Like many whose passion dominates their lives, Elton can't explain why he collects microbilia. It all started when he was 5, in Great Falls, Mont., where his father worked in a sporting-goods store. Elton and his older brother were walking to Sunday school when Orville spotted a speck in the snow. It turned out to be a satin-bound book, barely 2 inches square, containing a selection of Wordsworth's poems. His brother read the inscription in the book dedicating it to another little boy, but Orville kept it anyway. He still has it, and even he says if anyone can identify the inscription, he'd be happy to give it back to the rightful owner.

Elton, a lifelong bachelor, added to his collection all through his amazingly varied life. At one time or another he has been a hotel page boy, a physical therapist, an amateur actor and opera singer, a pharmacist's mate in the Navy, a furniture salesman, an antique dealer and an interior designer. And over the years he has acquired parts of every major microbilia assemblage in the world. "I'm a horse trader and a fast talker," says Elton, who refuses to put a dollar value on his collection. "I once paid $200 for a toothpick; it had the seven wonders of the world on it, so you can just guess from there." He plans to will part of his collection to a museum and the rest to a good friend.

One hazard in microbilia collecting is that the objects are easy to overlook or lose unless one is careful. Elton is extremely' careful. Only a small portion of his collection is kept in his one-bedroom apartment; the bulk of it is stashed in vaults in the basement of his apartment building or at 40 bank safety deposit boxes.

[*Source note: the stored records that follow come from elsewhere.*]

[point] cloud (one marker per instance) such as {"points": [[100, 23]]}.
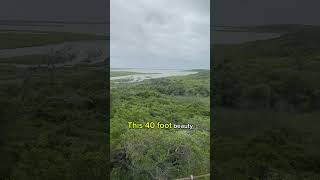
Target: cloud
{"points": [[160, 34]]}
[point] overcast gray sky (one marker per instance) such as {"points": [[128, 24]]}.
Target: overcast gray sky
{"points": [[160, 34]]}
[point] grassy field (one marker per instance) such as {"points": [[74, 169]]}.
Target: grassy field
{"points": [[161, 153]]}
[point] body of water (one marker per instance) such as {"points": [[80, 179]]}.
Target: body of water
{"points": [[226, 37]]}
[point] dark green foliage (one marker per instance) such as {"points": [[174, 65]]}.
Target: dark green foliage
{"points": [[267, 108], [53, 130]]}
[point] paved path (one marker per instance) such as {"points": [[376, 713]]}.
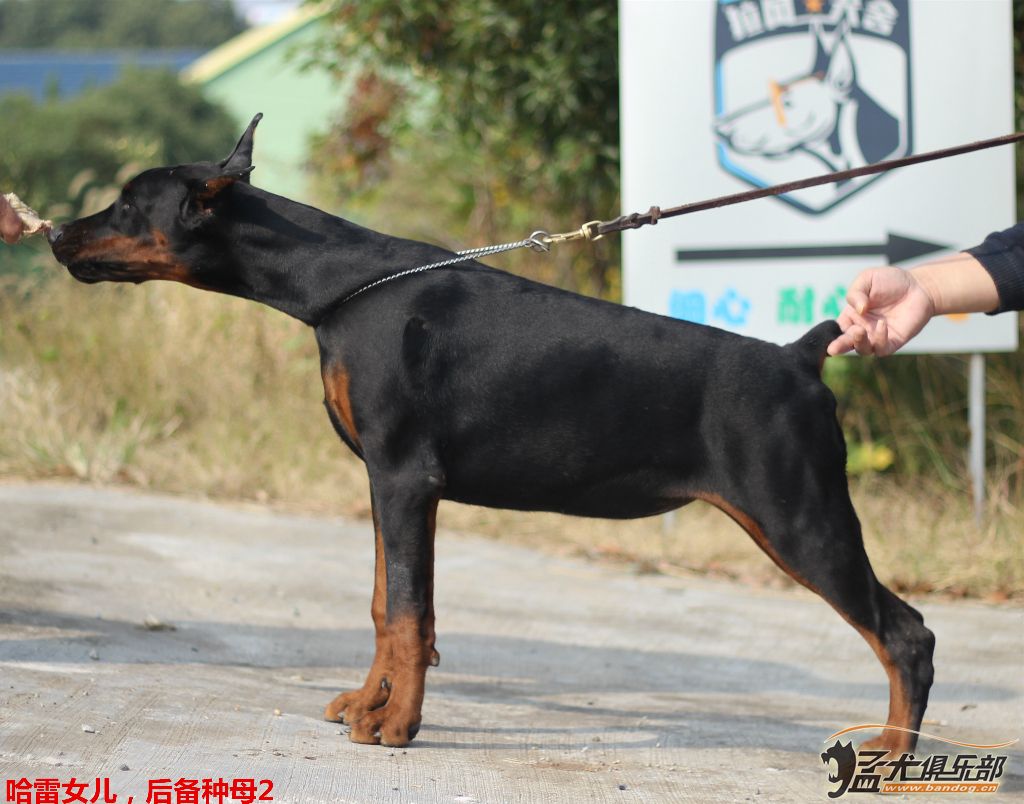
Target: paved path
{"points": [[559, 680]]}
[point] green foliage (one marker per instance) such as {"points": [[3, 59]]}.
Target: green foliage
{"points": [[146, 118], [529, 88], [134, 24]]}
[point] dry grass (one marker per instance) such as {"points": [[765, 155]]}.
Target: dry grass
{"points": [[162, 387]]}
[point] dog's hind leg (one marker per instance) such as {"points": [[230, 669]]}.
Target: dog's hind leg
{"points": [[387, 708], [799, 512]]}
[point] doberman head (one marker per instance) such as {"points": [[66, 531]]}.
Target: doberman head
{"points": [[162, 226]]}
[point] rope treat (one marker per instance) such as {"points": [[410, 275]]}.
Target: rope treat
{"points": [[31, 222]]}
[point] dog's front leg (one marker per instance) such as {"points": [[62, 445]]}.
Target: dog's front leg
{"points": [[387, 708]]}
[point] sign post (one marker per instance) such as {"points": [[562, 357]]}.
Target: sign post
{"points": [[720, 95]]}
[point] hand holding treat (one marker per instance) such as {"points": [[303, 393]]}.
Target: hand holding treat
{"points": [[16, 219]]}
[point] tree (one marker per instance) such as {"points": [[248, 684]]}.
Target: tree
{"points": [[523, 102]]}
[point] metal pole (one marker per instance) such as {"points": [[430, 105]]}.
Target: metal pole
{"points": [[976, 421]]}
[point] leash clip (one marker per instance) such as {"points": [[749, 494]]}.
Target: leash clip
{"points": [[540, 241]]}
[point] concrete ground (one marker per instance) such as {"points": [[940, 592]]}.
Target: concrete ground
{"points": [[559, 680]]}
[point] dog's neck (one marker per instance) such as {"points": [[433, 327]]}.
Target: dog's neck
{"points": [[318, 259]]}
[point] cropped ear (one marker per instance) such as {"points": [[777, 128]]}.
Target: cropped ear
{"points": [[242, 157]]}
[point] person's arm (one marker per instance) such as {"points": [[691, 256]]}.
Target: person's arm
{"points": [[888, 306], [1001, 254], [11, 225]]}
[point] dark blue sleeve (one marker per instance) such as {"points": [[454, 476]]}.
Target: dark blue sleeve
{"points": [[1001, 253]]}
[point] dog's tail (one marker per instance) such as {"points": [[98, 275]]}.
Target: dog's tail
{"points": [[810, 349]]}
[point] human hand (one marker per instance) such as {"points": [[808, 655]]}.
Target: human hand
{"points": [[11, 225], [886, 307]]}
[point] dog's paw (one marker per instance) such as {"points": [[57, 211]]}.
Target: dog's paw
{"points": [[389, 725], [350, 707], [893, 743]]}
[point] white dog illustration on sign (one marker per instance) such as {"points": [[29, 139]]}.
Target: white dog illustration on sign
{"points": [[823, 113]]}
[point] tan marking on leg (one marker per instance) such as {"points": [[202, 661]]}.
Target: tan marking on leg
{"points": [[899, 701], [349, 707], [336, 382], [388, 706]]}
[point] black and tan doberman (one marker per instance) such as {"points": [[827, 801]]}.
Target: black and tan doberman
{"points": [[472, 384]]}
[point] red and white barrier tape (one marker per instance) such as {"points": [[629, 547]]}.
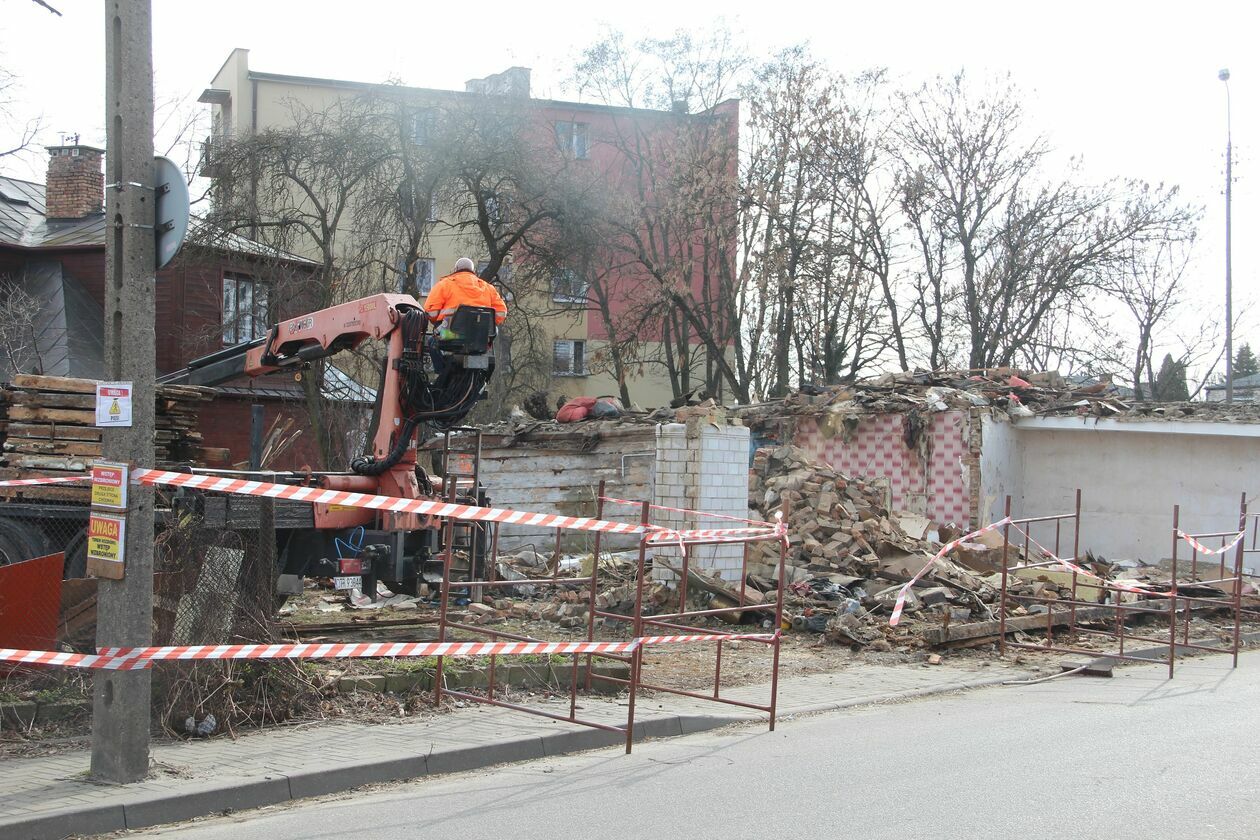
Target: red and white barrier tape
{"points": [[441, 509], [1106, 583], [28, 482], [134, 659], [899, 607], [1202, 549], [704, 637], [679, 510]]}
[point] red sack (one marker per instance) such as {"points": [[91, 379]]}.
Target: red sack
{"points": [[575, 409]]}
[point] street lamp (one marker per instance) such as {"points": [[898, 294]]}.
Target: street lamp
{"points": [[1229, 281]]}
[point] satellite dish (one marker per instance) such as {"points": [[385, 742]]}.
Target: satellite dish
{"points": [[170, 209]]}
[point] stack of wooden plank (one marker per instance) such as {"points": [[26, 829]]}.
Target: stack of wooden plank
{"points": [[48, 426]]}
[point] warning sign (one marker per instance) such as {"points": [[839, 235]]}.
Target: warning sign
{"points": [[110, 486], [114, 403], [106, 535]]}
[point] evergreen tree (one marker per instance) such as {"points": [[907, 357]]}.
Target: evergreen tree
{"points": [[1245, 363], [1171, 380]]}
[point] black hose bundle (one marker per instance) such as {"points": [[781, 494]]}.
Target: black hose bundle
{"points": [[441, 403]]}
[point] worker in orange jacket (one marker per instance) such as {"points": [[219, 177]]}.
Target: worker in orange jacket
{"points": [[459, 289], [463, 289]]}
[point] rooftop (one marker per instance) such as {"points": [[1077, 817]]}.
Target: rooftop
{"points": [[24, 224]]}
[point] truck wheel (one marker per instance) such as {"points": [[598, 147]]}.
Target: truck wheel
{"points": [[20, 540]]}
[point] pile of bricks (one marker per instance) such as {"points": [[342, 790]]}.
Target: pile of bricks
{"points": [[834, 522]]}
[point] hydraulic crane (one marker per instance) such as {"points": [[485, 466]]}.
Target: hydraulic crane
{"points": [[412, 398]]}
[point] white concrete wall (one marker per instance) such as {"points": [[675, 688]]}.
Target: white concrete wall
{"points": [[1001, 467], [1132, 474], [702, 466]]}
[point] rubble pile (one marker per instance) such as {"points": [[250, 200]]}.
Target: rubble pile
{"points": [[834, 522], [1018, 393]]}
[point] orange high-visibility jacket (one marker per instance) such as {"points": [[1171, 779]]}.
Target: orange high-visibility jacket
{"points": [[463, 289]]}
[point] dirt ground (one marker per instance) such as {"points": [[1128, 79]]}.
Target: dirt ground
{"points": [[305, 693]]}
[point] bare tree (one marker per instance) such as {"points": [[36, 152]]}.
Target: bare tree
{"points": [[19, 136], [813, 234], [18, 312], [674, 190], [1002, 248]]}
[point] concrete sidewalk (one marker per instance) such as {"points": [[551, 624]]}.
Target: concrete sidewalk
{"points": [[52, 796]]}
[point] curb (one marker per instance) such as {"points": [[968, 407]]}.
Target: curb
{"points": [[159, 807]]}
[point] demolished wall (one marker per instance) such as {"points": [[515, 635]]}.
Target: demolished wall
{"points": [[924, 457], [557, 470], [702, 465]]}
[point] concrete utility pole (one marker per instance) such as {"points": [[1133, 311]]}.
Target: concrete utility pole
{"points": [[121, 699], [1229, 278]]}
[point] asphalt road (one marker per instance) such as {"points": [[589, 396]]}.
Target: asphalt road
{"points": [[1134, 756]]}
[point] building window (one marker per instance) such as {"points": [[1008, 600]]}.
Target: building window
{"points": [[568, 286], [573, 139], [500, 278], [422, 270], [246, 314], [568, 358], [412, 202], [422, 125]]}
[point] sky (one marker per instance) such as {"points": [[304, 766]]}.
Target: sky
{"points": [[1132, 87]]}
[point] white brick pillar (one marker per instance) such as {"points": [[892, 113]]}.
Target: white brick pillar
{"points": [[702, 465]]}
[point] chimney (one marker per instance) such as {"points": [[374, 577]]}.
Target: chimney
{"points": [[76, 185], [513, 82]]}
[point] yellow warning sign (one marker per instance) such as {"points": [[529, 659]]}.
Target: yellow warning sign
{"points": [[110, 485], [106, 535]]}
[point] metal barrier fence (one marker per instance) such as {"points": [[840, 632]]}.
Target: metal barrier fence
{"points": [[1108, 613], [640, 621], [214, 582]]}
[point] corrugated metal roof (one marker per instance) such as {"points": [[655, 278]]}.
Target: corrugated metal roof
{"points": [[24, 224]]}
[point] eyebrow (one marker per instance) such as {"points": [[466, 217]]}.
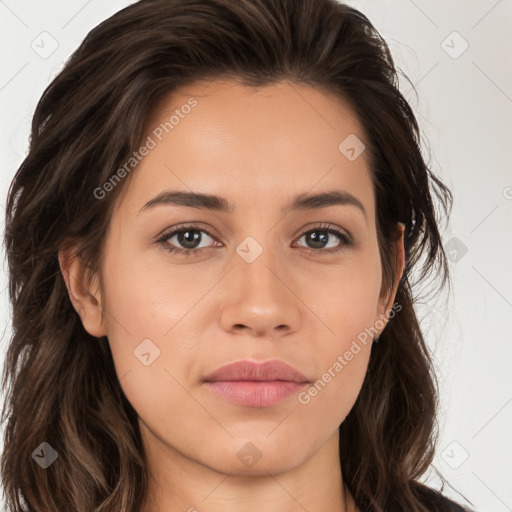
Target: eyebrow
{"points": [[305, 201]]}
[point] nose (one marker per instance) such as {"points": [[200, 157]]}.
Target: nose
{"points": [[259, 299]]}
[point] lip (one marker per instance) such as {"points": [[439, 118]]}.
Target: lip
{"points": [[256, 384]]}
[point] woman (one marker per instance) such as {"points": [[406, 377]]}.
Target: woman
{"points": [[211, 245]]}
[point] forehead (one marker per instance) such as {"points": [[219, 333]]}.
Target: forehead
{"points": [[233, 140]]}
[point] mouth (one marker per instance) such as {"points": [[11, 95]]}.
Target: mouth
{"points": [[254, 384]]}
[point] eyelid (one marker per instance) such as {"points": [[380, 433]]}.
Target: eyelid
{"points": [[345, 237]]}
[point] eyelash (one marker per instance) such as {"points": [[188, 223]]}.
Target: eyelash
{"points": [[328, 228]]}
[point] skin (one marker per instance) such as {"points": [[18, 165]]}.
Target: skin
{"points": [[258, 148]]}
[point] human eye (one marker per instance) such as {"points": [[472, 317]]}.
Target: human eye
{"points": [[189, 237], [321, 237]]}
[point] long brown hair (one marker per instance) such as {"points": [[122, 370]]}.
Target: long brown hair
{"points": [[60, 382]]}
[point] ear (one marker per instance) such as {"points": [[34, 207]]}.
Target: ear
{"points": [[85, 296], [386, 300]]}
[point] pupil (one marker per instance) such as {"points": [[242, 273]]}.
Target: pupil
{"points": [[318, 239], [189, 238]]}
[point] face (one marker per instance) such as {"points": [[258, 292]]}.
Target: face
{"points": [[190, 286]]}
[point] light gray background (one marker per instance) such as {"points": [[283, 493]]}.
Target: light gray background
{"points": [[464, 107]]}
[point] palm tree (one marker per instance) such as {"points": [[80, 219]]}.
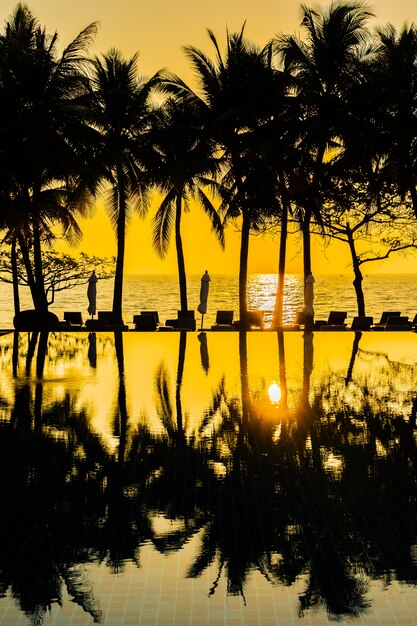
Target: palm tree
{"points": [[325, 69], [120, 104], [184, 167], [395, 88], [236, 91], [43, 139]]}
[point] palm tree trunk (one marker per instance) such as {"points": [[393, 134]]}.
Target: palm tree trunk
{"points": [[305, 227], [122, 403], [41, 303], [120, 235], [180, 256], [178, 386], [15, 277], [243, 270], [357, 282], [279, 301]]}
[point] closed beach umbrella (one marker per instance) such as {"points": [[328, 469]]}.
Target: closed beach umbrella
{"points": [[92, 294], [204, 289], [309, 295], [92, 349], [205, 361]]}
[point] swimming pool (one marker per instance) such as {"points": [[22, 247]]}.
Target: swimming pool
{"points": [[208, 478]]}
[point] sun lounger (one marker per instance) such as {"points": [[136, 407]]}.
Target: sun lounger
{"points": [[184, 321], [73, 319], [384, 319], [398, 322], [254, 320], [154, 313], [335, 321], [145, 321], [106, 322], [362, 322], [224, 321]]}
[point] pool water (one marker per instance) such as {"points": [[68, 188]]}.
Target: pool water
{"points": [[208, 478]]}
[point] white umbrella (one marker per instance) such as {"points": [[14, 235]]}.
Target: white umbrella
{"points": [[204, 289], [309, 295], [92, 293]]}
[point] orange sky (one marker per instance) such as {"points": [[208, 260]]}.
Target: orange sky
{"points": [[158, 30]]}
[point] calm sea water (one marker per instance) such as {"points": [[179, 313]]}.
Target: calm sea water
{"points": [[161, 293]]}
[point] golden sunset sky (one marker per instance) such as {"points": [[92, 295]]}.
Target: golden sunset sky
{"points": [[158, 29]]}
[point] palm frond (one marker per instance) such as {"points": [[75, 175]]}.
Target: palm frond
{"points": [[216, 223], [163, 224]]}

Sadly, not all microbiliasts take such extreme pains with their collections. Elton tells the melancholy tale of the 1934 Lincoln pennies with a tiny drawer that pulls out built into the sides of the coins. "There were only seven of these made," says Elton, holding one of them. "A man named David Levine made them all. Well, he made the mistake of leaving one on his dresser, and his daughter took it and spent it." Now, Elton says sadly, "someone out there has it and doesn't even know what he's got."